Making a case for public toilets
Toilets are a basic necessity but often taken for granted by those who have regular access. Poor public and community toilet services are one of the most visible symptoms of inadequate urban sanitation services in India (public and community toilets summarized as public toilets for ease of communication). The pace of development in housing and public transport has not been matched by accessible and functional toilet amenities. Citizens, especially in high footfall areas including market places, bus stands and railway stations often cannot find a public toilet when they need one. Efficient public toilet management is especially crucial for cities with a large floating population – tourists, pilgrims, migrants, and transiting population – throughout the year.

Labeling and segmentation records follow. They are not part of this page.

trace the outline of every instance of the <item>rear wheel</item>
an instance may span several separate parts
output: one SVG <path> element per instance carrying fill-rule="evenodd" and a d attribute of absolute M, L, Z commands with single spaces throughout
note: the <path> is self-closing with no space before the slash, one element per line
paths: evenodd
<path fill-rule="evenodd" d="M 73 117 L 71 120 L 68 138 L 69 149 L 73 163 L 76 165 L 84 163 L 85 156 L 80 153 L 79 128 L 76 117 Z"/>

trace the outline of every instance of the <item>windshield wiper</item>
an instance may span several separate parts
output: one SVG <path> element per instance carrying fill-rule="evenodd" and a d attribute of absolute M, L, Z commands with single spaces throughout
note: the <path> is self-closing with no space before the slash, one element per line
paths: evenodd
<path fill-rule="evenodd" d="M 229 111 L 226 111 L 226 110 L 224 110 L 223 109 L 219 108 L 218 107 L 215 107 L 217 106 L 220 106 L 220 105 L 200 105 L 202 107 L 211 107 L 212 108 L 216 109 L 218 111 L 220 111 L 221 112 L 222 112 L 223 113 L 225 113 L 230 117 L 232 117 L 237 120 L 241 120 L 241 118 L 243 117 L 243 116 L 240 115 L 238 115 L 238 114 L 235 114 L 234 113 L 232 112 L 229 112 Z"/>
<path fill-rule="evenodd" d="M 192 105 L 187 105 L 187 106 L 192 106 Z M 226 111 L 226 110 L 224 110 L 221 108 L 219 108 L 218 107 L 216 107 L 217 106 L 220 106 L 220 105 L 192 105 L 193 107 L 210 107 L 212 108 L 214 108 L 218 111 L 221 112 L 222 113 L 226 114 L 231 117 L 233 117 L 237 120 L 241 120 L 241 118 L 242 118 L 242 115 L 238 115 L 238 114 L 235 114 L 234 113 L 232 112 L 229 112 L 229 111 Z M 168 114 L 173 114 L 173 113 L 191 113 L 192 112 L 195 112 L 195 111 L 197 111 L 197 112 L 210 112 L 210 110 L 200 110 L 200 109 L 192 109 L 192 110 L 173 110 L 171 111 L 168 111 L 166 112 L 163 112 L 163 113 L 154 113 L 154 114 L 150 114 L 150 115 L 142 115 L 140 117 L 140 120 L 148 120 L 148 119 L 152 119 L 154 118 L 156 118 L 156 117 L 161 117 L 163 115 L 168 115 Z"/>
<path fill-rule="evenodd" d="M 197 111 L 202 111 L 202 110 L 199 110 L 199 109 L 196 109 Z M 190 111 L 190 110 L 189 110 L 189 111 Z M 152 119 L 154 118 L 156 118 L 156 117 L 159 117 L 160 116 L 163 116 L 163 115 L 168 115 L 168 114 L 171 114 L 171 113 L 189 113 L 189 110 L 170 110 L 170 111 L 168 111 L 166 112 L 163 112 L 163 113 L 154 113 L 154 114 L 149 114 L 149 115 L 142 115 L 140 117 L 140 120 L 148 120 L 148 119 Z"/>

According to official figures, 6% of urban households do not have toilets at home but depend on public facilities and community toilets. Added to that is 13% of urban households that do not have access to any toilet (at home or public) and need to resort to defecating in the open. Moreover, although sewage systems widely exist, over 37% per cent of faecal matter is not disposed off safely. These critical conditions pose significant public health and environmental risks, threatening the long-term growth trajectory of India's urban centres that currently contribute 60% to the national GDP, equivalent to US$ 50 billion. Improvements in public toilet management positively impact the cities’ economic, social and ecological environment (Figure). Subsequently, under the Government of India’s Swachh Bharat Mission a total of 251,830 community toilet seats and 255,757 public toilet seats are to be created by 2019.
Public Toilet Management: Challenges and Process
Most often, sanitation models fail in their operations and management after a couple of years due to inadequacies in one or a combination of the planning, financing, operations and management of public toilets. The most common shortcomings are summarised in the figure below.
In response to these challenges, GIZ and its partners reviewed the public toilet management in two cities (Tirupati and Shimla). They, jointly with the municipality and other stakeholders, devised and implemented strategies including new management models, technologies and crosscutting approaches that bring about sustainable improvements. It becomes clear that while designing and managing public toilets, special attention should be paid to the following success factors:
Building on the research and results of the city interventions, GIZ has documented the Public Toilet Management (PTM) process to guide cities and other stakeholders toward improved public toilet management and to ensure successful replication across cities. The process highlights important focal areas, main steps and tools for sustainable public toilet management as well as key learnings from the interventions in Tirupati and Shimla.